In some cases - especially for military applications - it is preferrable to have tires which are not (as) vulnerable to puncture and deflation as traditional pneumatic versions. There are a variety of ways of acheiving this, but a common method is to fill the volume of the tire with a dense synthetic foam. This provides some of the same rigid-but-compressible nature as compressed air but, being essentially a solid, won't leak out of any holes (indeed these sorts of tyres can keep functioning with sizable chunks missing). Of course, such tires are noticably more expensive, heavier and often have poorer handling characteristics, especially in terms of vibration and road noise.

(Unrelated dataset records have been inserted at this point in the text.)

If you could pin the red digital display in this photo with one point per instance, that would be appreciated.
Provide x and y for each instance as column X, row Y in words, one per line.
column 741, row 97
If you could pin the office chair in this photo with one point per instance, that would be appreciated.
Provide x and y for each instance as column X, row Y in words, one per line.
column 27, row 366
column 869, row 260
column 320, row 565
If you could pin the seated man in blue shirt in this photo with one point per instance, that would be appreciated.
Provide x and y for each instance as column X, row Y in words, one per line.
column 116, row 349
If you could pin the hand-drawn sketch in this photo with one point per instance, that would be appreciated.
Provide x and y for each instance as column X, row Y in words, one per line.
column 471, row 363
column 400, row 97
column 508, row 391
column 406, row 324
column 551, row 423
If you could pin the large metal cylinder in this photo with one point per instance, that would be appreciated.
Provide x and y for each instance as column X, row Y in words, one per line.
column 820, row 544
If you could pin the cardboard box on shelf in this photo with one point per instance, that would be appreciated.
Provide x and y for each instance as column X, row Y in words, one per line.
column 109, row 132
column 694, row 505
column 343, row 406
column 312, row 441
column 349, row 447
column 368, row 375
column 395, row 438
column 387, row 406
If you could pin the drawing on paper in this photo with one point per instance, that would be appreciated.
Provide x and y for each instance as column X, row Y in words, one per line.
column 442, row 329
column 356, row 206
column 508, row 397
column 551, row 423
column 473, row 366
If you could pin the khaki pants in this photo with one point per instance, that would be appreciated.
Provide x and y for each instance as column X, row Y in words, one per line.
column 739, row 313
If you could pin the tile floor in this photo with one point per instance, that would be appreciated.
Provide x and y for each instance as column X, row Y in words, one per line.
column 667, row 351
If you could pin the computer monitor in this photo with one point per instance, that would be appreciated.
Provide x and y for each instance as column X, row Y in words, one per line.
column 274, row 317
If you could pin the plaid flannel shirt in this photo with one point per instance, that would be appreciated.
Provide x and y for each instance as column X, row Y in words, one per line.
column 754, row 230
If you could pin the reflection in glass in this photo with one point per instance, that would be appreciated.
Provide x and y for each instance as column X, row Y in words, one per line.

Early, pre-pneumatic tyres were also frequently stuffed with a variety of substances including sand, junk rubber and horse-hair. Solid rubber tyres were also common (and in a few cases appeared pre-vulcanisation, and even on non-motor vehicles). These were something of a compromise between solid wheels and modern tires - some improvement in the ride and reduction in noise, but at added cost and additional fragility.

Giant Molecule

One of the neat things about vulcanized rubber is that it melds together into giant molecular chains. Each car tire is actually a single enormous molecule. Unlike metal that you can just beat into a new shape, the tire's shape is set for life. The downside of this is that nothing in nature currently knows how to digest such a huge uber-molecule. Ultraviolet light and ozone can degrade tires, but newer tires have been laced with chemicals to prevent that. Until something new evolves to eat them, tires will live forever. In the US, we throw away an average of one tire per citizen per year.

Sources

Bibliography
2. Non-Fiction Book: World Without Us by Alan Weisman

Game and Story Use

  • A thrown or damaged tire can slow down a vehicle. Damaged tires mean less traction, making it unstable and hard to drive. It can also put undue pressure on the wheels, axle or other parts of the car.
  • In a campaign set in the 19th Century, wagons and early automobiles might have metal or pneumatic tires. The former provides greater durability, but the later should result in better handling and faster speeds. Depending on how abstract the vehicle and chase rules are, this might matter.
    • Considerable variation should occur - quality control was patchy in early tyres and many of them were distinctly under-engineered and prone to puncture or outright disintegration at awkward moments.
  • A time traveler from an alternate future where the Axis won travels back to the US during WW2 to give the beleaguered allies the formula to synthetic rubber.
  • In the future, the world is cluttered with trillions of discarded tires. A Mad Scientist with an ecological agenda unleashes a tire-eating nanite to solve the problem. Of course, things go wrong, and all the world's tires are consumed, including those on moving cars, those used in the walls of earthships, tire swings, etc.
  • After The End, if mutant equivalents of fantasy monsters exist, one might be a rubber-eater.
  • Used tires have a variety of civil and military engineering functions, whether as erosion protection for river banks, raised plant containers or makeshift gabions.
  • There are also initiatives afoot to grind them up and use them as an alternative to asphalt for road surfacing.
  • Used tires buried in landfill have a tendency to work their way to the surface over the years - in an after-the-end setting, a partially buried tire might be a useful sign of a pre-apocalypse landfill that can be mined for useful materials.